Начальник предложил недавно слесарю Сане четверть ставки столяра, и тот согласился. Деньги! Однако уходить теперь со всеми неудобно, и до обеда еще налаженный дочкин велосипед Саня поднимает на верстак по новой. Педалька, вспомнил, тугая, жаловалась. Педалька, вишь, тугая… Раз, раз. Открутил, закрутил, солидолу Витькиного щепкой туда. Крутнул. Готово дело. Все! Руки на кухне, на нашей же, НФСовской, как следует хозяйственным мылом помыть, полотенцем вафельным вытереть. Та-ак! А Любка, стало быть… Э-эх, кабы не… «Пап, пап, а мамуня скоро?» Сука! А ей хоть те хны. Притащится опять, рожа красная, улыбается, ухмыляется, по плечу рукой: Санечка, ну, Санечка, ну чё ты, чё ты? Конфеты девкам в кульке. Слипшие, грязные. На боках табак! Откуда табак? Сама не курит, не научилась покамест. Оттуда! Раньше она, Любка,
Ждал автобуса после, на остановке. Домой ехать. Деревня неподалеку, вскорости окончательно совхоз их приокраиной заделается. Час пик минул, дачники проехали, велосипедик Светкин на заднюю площадку к стеночке можно. Дома ее, Любки, не обнаружится, надо полагать. Ночью придет. Саня, Санечка… Плакать начнет, обвинения разные строить. Ты, мол, — для отвода-то глаз — ты, мол, сам же во всем виноват, не любил меня, не голубил, а детей, дескать, девок, все одно она ему не отдаст! Раз — Светка, младшая, грудная еще была — он ее, Любку, побил. В те поры в борозде еще держалась при всем при том-то, соседи о втором ребеночке и насоветовали: родите, дескать, второго, не до пьянки ей, Саня, будет, не до глупостей. И уж понадеялся. Год удерживалась. Год! Молоком Светку откормила, и все. Не оберег господь. Готовая пришла, в забор оперлась, лыбится стоит. У него и не выдержало. Дал. Рука тяжелая, пятаки гнул (не хвастал, знал — попробовал как-то раз), а тут со всей силы. Убил, думал. Три недели из дому не выходила, фонарь в пол-лица наплыл. Нет, не пила, а ночью руку ему поцеловала: правильно мне, Санечка, так мне! Сердечно уважаю, мол, я тебя, и прости-прости меня, змеюку подколодную. Ты мужик у меня лучше нету, ох, повешусь я вскорости от такой твоей хорошести. Бей, бей, мол, меня! Он ей все на ту пору простил. И то, и то. Сам утешал. Ффу. По голове, по волосьям ее гладил. Целовал.
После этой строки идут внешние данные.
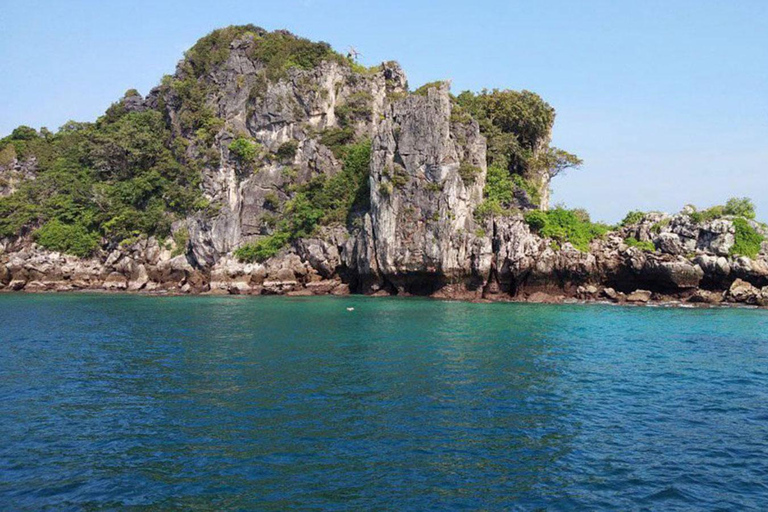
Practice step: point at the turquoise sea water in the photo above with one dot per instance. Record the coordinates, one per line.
(115, 401)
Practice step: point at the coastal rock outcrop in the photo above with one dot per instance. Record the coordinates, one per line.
(269, 164)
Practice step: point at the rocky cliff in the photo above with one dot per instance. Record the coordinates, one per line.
(284, 167)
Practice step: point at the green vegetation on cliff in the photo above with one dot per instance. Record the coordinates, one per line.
(517, 126)
(747, 241)
(322, 201)
(564, 225)
(115, 178)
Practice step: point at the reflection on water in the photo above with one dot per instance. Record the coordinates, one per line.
(202, 402)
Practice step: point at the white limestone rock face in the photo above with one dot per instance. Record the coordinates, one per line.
(421, 208)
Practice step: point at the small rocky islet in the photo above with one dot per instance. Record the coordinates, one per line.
(270, 164)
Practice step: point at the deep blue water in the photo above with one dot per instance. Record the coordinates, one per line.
(114, 401)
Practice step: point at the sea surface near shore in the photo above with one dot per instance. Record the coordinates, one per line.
(207, 402)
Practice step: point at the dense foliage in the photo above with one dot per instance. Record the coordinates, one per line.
(517, 127)
(562, 225)
(747, 241)
(115, 178)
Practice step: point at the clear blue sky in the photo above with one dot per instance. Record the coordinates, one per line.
(666, 101)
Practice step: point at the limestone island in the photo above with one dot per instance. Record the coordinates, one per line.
(271, 164)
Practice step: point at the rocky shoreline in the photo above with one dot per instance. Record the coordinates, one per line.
(524, 268)
(331, 178)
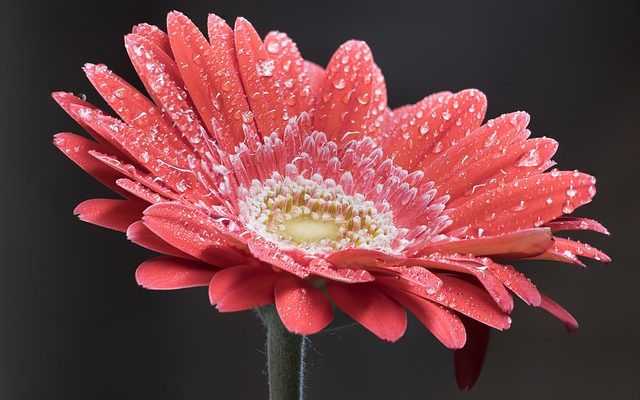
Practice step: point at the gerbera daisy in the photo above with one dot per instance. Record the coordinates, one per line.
(272, 180)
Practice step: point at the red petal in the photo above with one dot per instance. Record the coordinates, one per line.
(110, 213)
(428, 128)
(242, 287)
(501, 166)
(517, 283)
(139, 234)
(71, 104)
(576, 224)
(519, 244)
(458, 295)
(210, 74)
(361, 258)
(303, 309)
(345, 98)
(270, 253)
(525, 203)
(167, 273)
(154, 35)
(320, 267)
(371, 308)
(166, 90)
(159, 153)
(494, 134)
(77, 149)
(134, 174)
(131, 105)
(190, 231)
(468, 360)
(565, 250)
(273, 75)
(442, 323)
(471, 266)
(557, 311)
(315, 73)
(140, 191)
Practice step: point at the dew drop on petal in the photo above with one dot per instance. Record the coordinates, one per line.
(568, 207)
(273, 47)
(339, 83)
(265, 67)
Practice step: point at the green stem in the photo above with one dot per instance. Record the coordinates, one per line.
(285, 358)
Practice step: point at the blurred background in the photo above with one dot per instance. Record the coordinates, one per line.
(74, 324)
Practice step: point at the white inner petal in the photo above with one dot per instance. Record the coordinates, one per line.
(315, 215)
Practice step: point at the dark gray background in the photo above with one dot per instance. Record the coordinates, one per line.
(74, 324)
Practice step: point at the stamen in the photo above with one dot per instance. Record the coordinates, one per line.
(314, 214)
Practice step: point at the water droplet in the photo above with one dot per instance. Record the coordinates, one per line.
(520, 206)
(424, 128)
(265, 67)
(531, 158)
(339, 83)
(363, 98)
(568, 207)
(181, 186)
(273, 47)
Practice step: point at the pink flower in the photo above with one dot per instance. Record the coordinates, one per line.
(270, 179)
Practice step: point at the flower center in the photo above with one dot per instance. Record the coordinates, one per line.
(314, 214)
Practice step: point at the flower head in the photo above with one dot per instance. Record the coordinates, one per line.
(270, 179)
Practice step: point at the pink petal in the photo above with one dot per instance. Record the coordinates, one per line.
(72, 105)
(557, 311)
(243, 287)
(471, 266)
(565, 250)
(131, 172)
(154, 35)
(576, 224)
(442, 323)
(468, 360)
(274, 77)
(516, 282)
(519, 244)
(167, 90)
(460, 296)
(361, 258)
(371, 308)
(158, 152)
(77, 148)
(345, 97)
(210, 75)
(525, 203)
(322, 268)
(425, 130)
(315, 73)
(191, 231)
(140, 191)
(270, 253)
(131, 105)
(139, 234)
(168, 273)
(110, 213)
(303, 309)
(494, 134)
(499, 167)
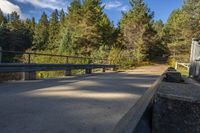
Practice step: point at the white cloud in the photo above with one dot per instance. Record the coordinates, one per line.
(7, 7)
(112, 4)
(124, 8)
(50, 4)
(115, 4)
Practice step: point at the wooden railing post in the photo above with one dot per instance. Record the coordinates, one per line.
(29, 58)
(104, 69)
(0, 55)
(68, 72)
(88, 71)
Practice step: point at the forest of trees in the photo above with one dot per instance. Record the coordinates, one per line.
(87, 31)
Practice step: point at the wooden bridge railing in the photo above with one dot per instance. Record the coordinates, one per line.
(29, 68)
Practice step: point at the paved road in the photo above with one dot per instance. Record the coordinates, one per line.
(92, 104)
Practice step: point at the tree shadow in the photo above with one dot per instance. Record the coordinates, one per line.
(91, 104)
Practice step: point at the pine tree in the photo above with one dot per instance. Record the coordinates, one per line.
(62, 17)
(136, 27)
(41, 36)
(2, 18)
— Наладил? — обняла Светка за штаны его, прилепилась, любит папку, соскучилась. Ручки тонкие, прохладные…
— Ели? — спросил.
Ели, ели… Татьяна в который раз картошку на сале подогрела — чего ж они, девки, еще придумают-то? Ладно. И… не выдержал, в сарай ушел; вроде по делу, а сам постоять успокоиться с глаз. Ладно, ладно, ничё!
Убежали девки. «На улку…» Повертелись-повертелись и упрыгали. Понял — ожидали его, чтоб накормить.
У Володи-электрика в доме тоже не все в порядке.
С женой серьезное выяснилось. Врач в уголок в вестибюле отвел:
— Я должен поставить вас в известность.
Ставь!
Шел домой и сам про себя переживал: вот те, мол, нате! И что в таком разе делать? Куда? Радовались недавно — квартиру без потерь обменяли; не успел с шахты уволиться, а уж вон за тыщу километров прописка-адрес и сестра-учительница в квартале ходу за углом. Телевизор цветной приобрели, с зятем в баню по пятницам, с сестриным мужем. И — на!